Pan mu odpowiedział: «Obłudnicy, czyż każdy z was nie odwiązuje w szabat wołu lub osła od żłobu i nie prowadzi, by go napoić? A owej córki Abrahama, którą Szatan osiemnaście lat trzymał na uwięzi, czy nie należało uwolnić od tych więzów w dzień szabatu?» Na te słowa wstyd ogarnął wszystkich Jego przeciwników, a lud cały cieszył się ze wszystkich wspaniałych czynów, dokonywanych przez Niego.
Ewangelia z komentarzem. Każda chwila na modlitwę jest dobraJesteś wolna od swej niemocy. Łk 13,12
Możemy się modlić o zdrowie w każdej godzinie dnia i nocy. Nie ma na to złej chwili. A teraz, kiedy wszyscy żyjemy w strachu, warto o tym pamiętać. Kiedy jest cisza i spokój, łatwiej wznosić ręce, wielbiąc Boga, krzycząc: Jezu, ufam Tobie. Kiedy trwa burza, często o tym zapominamy.
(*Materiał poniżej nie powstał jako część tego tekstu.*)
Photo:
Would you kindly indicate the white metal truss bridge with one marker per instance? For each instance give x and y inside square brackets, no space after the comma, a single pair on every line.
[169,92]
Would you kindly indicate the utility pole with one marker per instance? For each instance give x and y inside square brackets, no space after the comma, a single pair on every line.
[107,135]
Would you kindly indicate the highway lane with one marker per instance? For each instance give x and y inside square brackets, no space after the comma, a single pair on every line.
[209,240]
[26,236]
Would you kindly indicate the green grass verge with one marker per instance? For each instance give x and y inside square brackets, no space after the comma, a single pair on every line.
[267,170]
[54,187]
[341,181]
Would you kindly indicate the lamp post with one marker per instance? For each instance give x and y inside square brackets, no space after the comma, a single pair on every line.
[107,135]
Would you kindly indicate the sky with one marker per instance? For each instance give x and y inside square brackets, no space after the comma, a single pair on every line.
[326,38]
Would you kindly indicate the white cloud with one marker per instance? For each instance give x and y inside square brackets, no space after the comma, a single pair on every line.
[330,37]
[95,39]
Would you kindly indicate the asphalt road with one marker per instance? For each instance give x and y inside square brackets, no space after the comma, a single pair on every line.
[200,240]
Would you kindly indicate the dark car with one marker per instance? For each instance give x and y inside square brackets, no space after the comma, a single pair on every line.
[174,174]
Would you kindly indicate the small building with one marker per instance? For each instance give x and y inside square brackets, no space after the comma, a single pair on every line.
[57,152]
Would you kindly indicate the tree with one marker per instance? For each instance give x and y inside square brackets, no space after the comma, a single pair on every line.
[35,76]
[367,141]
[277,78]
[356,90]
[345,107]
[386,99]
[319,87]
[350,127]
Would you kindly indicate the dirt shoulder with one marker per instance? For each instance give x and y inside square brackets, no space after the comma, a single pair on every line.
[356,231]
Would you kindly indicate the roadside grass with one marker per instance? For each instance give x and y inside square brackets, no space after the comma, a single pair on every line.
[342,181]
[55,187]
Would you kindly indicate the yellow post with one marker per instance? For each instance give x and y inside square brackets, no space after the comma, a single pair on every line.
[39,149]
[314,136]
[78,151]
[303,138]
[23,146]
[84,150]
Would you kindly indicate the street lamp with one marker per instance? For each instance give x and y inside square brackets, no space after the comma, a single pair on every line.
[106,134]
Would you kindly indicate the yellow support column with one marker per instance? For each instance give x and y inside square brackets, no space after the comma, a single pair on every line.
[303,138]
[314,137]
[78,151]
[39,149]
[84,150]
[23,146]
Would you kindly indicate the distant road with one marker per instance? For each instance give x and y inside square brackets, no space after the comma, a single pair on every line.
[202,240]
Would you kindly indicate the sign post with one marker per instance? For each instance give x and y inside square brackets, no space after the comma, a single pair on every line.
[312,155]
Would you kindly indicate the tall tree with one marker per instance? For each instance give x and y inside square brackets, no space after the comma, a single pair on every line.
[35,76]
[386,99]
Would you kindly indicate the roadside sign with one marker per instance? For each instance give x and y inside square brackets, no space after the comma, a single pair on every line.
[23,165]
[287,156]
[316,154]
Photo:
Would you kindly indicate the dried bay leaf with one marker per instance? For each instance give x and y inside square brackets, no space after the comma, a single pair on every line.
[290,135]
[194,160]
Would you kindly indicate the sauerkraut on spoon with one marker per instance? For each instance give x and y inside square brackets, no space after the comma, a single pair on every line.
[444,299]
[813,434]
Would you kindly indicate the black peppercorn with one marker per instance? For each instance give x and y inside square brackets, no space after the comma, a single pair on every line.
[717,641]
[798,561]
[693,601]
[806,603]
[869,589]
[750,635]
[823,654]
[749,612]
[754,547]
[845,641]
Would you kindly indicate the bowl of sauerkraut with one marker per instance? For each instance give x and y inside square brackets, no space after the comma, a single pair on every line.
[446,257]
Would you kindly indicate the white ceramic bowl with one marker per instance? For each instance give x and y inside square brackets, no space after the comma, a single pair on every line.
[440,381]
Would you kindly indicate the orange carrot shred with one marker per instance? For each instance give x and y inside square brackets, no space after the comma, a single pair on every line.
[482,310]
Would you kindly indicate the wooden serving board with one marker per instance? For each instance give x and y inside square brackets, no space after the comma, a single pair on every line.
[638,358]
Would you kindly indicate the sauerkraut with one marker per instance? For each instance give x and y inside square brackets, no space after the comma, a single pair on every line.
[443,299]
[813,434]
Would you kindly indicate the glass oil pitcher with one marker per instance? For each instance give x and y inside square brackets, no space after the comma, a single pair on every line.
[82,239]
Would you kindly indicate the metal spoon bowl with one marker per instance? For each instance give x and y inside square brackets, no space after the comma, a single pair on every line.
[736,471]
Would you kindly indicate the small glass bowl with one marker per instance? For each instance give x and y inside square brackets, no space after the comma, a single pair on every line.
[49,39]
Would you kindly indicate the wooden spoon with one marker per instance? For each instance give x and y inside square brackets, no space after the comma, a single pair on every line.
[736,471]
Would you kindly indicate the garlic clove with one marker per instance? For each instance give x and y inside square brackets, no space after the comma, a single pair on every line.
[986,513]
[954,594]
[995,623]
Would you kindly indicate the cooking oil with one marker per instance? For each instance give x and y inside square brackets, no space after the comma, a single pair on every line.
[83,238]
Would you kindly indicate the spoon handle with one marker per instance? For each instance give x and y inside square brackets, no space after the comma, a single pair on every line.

Sam widzę, jak bardzo męczę się, starając się odpowiedzieć na wszystkie pytania, próbując to wszystko ogarnąć. A może po prostu się nie da? Uwolnieniem od tej niemocy może być tylko On. Patrzy na nas i przywołuje, więc weźmy głęboki oddech, wyprostujmy się i chwalmy Go za Jego obecność.